For a patient with a history of thyroid cancer the concentration of thyroglobulin and its trend over time are useful for monitoring disease recurrence or progression. Autoantibodies to thyroglobulin can interfere with immune-based assays, resulting in false-positive or false-negative results.
In many thyroid cancers the serum concentration of thyroglobulin reflects tumor burden. After total thyroidectomy the serum concentration should be unmeasurable in the absence of metastases or ectopic thyroid tissue. Reappearance of thyroglobulin indicates recurrence and rising levels disease progression.
Situations where an accurate measurement of thyroglobulin is important (Spencer and Wang):
(1) the patient is at high risk for recurrence
(2) the tumor's release of thyroglobulin is low (inefficient secretion)

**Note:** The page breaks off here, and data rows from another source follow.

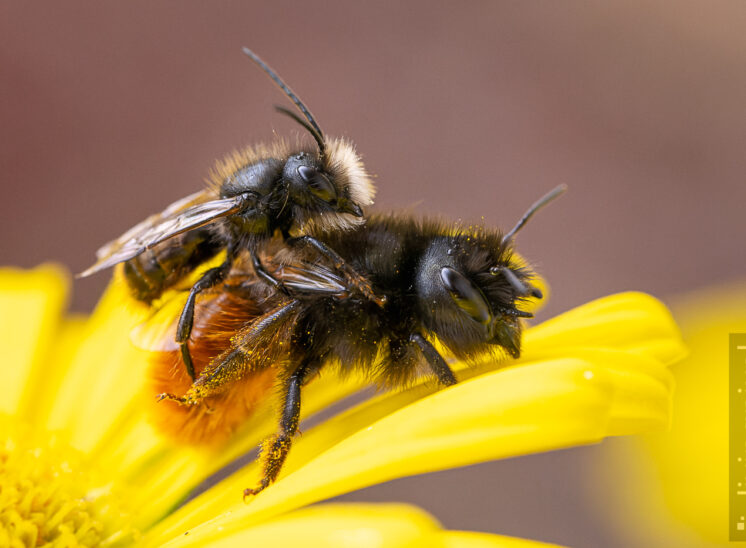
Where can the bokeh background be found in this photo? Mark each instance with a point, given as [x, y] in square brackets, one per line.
[109, 111]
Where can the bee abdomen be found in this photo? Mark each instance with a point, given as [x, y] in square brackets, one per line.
[155, 270]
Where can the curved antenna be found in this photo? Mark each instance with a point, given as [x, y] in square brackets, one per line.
[291, 95]
[287, 112]
[544, 200]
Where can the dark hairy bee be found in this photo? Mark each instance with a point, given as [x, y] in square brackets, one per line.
[253, 194]
[450, 288]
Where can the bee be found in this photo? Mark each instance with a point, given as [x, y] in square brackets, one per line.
[252, 194]
[450, 288]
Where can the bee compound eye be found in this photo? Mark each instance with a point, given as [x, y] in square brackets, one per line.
[319, 185]
[466, 295]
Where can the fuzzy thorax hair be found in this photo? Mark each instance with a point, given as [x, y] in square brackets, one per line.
[341, 164]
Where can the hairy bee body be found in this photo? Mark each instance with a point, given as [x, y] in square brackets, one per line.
[455, 288]
[252, 195]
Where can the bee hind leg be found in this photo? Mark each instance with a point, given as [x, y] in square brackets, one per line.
[437, 364]
[267, 277]
[276, 448]
[210, 278]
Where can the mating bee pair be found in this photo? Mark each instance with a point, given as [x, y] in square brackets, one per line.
[307, 281]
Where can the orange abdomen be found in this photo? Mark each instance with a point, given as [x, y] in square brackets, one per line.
[218, 316]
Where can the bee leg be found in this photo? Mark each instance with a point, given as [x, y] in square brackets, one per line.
[358, 281]
[186, 320]
[267, 277]
[436, 361]
[229, 366]
[275, 449]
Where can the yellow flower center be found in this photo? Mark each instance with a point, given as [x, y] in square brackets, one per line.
[47, 498]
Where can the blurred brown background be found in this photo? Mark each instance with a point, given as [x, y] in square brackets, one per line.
[111, 111]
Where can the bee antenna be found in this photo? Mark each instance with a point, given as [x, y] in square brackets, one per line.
[544, 200]
[287, 112]
[316, 132]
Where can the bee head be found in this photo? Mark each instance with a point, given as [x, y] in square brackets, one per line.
[469, 289]
[333, 185]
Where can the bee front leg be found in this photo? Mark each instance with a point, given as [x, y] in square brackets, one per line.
[275, 449]
[434, 359]
[210, 278]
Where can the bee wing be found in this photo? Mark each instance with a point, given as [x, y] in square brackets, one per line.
[186, 214]
[312, 278]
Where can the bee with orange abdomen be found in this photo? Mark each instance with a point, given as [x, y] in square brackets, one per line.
[445, 287]
[253, 194]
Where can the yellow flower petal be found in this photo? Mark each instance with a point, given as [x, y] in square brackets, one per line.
[547, 404]
[358, 526]
[337, 526]
[31, 305]
[672, 488]
[469, 539]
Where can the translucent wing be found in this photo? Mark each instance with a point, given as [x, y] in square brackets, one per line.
[191, 212]
[312, 278]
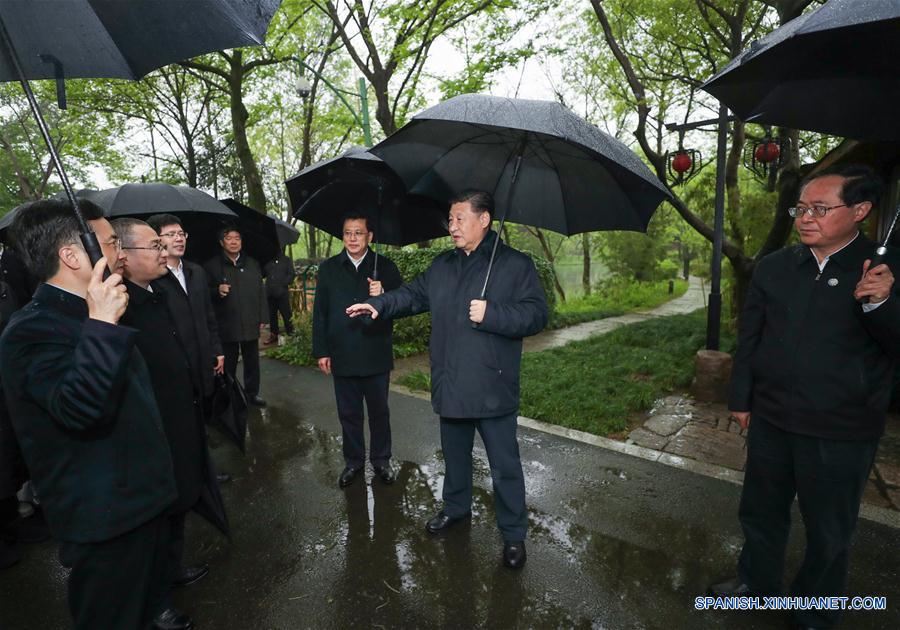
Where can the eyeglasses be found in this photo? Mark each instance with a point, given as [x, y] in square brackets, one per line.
[813, 211]
[159, 247]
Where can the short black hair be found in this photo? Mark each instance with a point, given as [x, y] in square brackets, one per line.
[356, 215]
[480, 200]
[159, 221]
[124, 226]
[42, 227]
[861, 183]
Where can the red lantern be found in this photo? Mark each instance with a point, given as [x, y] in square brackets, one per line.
[681, 163]
[767, 152]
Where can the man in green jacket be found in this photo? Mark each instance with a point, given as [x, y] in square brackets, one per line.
[359, 354]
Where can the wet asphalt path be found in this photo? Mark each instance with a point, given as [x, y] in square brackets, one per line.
[615, 541]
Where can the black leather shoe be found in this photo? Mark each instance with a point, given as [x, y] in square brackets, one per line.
[191, 575]
[440, 521]
[348, 476]
[514, 554]
[173, 619]
[734, 587]
[385, 473]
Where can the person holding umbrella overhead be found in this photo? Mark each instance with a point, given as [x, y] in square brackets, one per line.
[360, 357]
[80, 398]
[476, 351]
[819, 341]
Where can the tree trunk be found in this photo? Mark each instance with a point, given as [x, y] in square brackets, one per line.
[256, 195]
[586, 263]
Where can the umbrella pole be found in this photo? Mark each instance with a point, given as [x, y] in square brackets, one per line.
[88, 238]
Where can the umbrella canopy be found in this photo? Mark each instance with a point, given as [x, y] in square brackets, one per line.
[109, 38]
[202, 215]
[357, 180]
[569, 176]
[832, 70]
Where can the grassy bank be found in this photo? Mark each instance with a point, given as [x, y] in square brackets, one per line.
[596, 384]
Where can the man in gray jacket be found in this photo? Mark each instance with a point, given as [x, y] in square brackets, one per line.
[476, 351]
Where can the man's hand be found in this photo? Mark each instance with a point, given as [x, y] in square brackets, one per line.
[375, 288]
[741, 417]
[108, 298]
[875, 284]
[476, 310]
[355, 310]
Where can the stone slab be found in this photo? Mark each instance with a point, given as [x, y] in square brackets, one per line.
[666, 424]
[706, 444]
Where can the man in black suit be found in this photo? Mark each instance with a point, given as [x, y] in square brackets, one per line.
[239, 302]
[359, 356]
[85, 415]
[179, 389]
[819, 337]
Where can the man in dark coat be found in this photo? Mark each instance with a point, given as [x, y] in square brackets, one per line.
[819, 336]
[239, 301]
[359, 356]
[83, 409]
[187, 288]
[476, 351]
[279, 273]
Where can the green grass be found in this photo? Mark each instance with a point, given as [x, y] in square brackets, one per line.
[613, 297]
[596, 384]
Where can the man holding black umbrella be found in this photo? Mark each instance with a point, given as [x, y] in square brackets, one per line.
[819, 340]
[476, 351]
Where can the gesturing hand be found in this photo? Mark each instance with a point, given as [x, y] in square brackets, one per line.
[108, 298]
[476, 310]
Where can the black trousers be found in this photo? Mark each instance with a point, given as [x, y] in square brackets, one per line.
[828, 478]
[119, 583]
[249, 350]
[499, 437]
[349, 392]
[280, 305]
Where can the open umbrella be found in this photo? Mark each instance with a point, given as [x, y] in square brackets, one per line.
[202, 215]
[544, 165]
[832, 70]
[115, 39]
[356, 180]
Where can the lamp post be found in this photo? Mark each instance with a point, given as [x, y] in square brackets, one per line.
[361, 118]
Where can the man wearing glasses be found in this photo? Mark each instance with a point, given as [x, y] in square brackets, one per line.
[359, 355]
[239, 302]
[819, 336]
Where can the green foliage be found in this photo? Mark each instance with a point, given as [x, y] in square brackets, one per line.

(3) serum with a high level of thyroglobulin requiring dilution
Thyroglobulin measurements have had to deal with:
(1) high coefficient of variation (primarily in first-generation assays)
(2) low sensitivity (primarily in first-generation assays)
(3) interference from autoantibodies (in immune-based assays)
Methods such as LC MS/MS (liquid chromatography mass spectrometry) do not show interference from thyroglobulin autoantibodies, but these can be more expensive. One protocol (Powers et al) is to detect thyroid autoantibodies first; if autoantibodies are absent then a second-generation immunoassay is performed, else LC MS/MS.